他社の編集者も合流して深夜までカラオケで喉が潰れるまで失恋ソングを絶叫し、ふと気づけば零時も過ぎていました。当然京都に帰れる時間ではありません。「てか奥山さん、どこか泊まれるとこあるんですか?」「うーん……住所不定無職だな」「じゃあ、寝袋くらい貸してやりますよ」このあたりからまだらに記憶が飛んでいるのですが、フラフラと千鳥足で担当編集者のアパートに向かい、彼が何か言うより先にベッドに横になって目を閉じました。
翌朝、太陽の光に目覚めるとベッドの下のフローリングで担当編集者が寝袋にくるまって寝苦しそうに横になっていました。なんか悪いことしたなぁ、と思いながら、今何時だろうと携帯電話を確認すると、元カノからメールが来ていました。
>いつ、どこで?
びしゃっと頭蓋骨を引き戸に挟まれたような衝撃で意識が目覚め、慌てて担当編集者を叩き起こしました。
僕「いつ、どこで? ってどういうことよ!?」
パニックになりながら担当編集者に携帯を渡すと、彼は舌打ちをしながら僕の携帯を確認し、しばらくして送信履歴の画面を僕に見せてきました。
>今、東京に来てるんだ。君にどうしても会いたくて、会って、話したいことがあって。会えないかな? 会ってくれなかったら、死にます。おい、本気だからな。
担当編集者「……僕も経験あるからわかるんですよねぇ。あんた、昨日酔って元カノにメールしたようですよ。どうすんですかこれ。全然、KENJIさんのアドバイス無視しちゃってるじゃないですか。せっかく無理言って東京に呼んでやったのに、これじゃ台無しだ。僕まで怒られちゃいますよ。嗚呼、会社行くの憂鬱だなぁ……」
僕「き、君なら、どう返信する? 会わない方がいいのか?」
うーん……としばらくうなって考え込んでいた彼は、急に僕から携帯をひったくり、素早く僕のフリをして元カノにメールを送信。
>週末に、海で
それから担当編集者は、物凄く不機嫌そうに「僕なら、会う」と言いました。
海で初デート♡
>四号車の五号車に近い端の座席
新宿から中央線の快速に乗りこむと、すぐに元カノのミョンちゃんが見えました。無言で彼女の横に座り、まじまじと顔を見ます。二年以上も会ってないというのに、なんだか久しぶりに会ったという感じがしませんでした。

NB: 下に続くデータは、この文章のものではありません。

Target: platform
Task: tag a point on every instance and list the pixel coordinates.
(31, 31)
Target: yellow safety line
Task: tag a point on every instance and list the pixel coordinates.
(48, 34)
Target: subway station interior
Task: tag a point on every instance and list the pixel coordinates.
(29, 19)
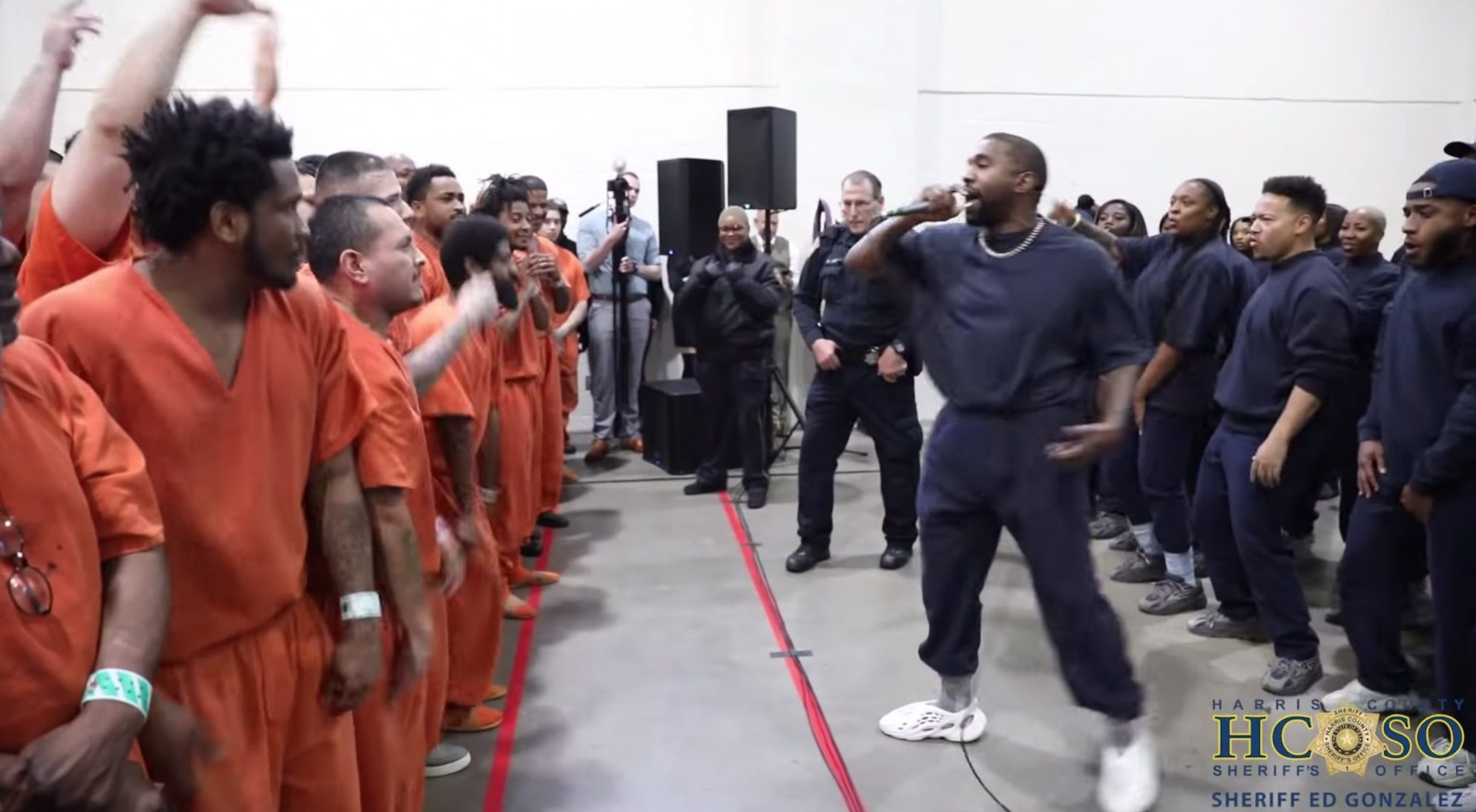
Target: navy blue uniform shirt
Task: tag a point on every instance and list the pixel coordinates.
(1425, 392)
(1297, 331)
(1370, 284)
(1016, 334)
(858, 312)
(1187, 296)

ミョンちゃん「私に何も言わずに京都に帰った癖に、今さら急にやって来て、勝手言うよね。まぁいいや。最近何してたの?」
東京駅で湘南新宿ラインに乗り換えて、江ノ島に向かうことにしました。一時間以上電車に揺られる、ちょっとした遠出です。
ミョンちゃん「っていうか私たち、これが初デートってことになるのかな? うーん、狂ってるよね!」
よくドン引きされるのですが、僕、デートというものが極端に嫌いで、元来あまりしたことがないのです。付き合っていた頃、ミョンちゃんも何かと急がしく、もっぱら学校やお互いの家で会うことばかり。互いにインドア派だったので特に不満はないつもりでした。外食はたまにしましたが、丸一日潰してどこか遠くに出かけるなんてこと、出会ってから9年経ちますが、僕たちの間にはこれまで一度もなかったことでした。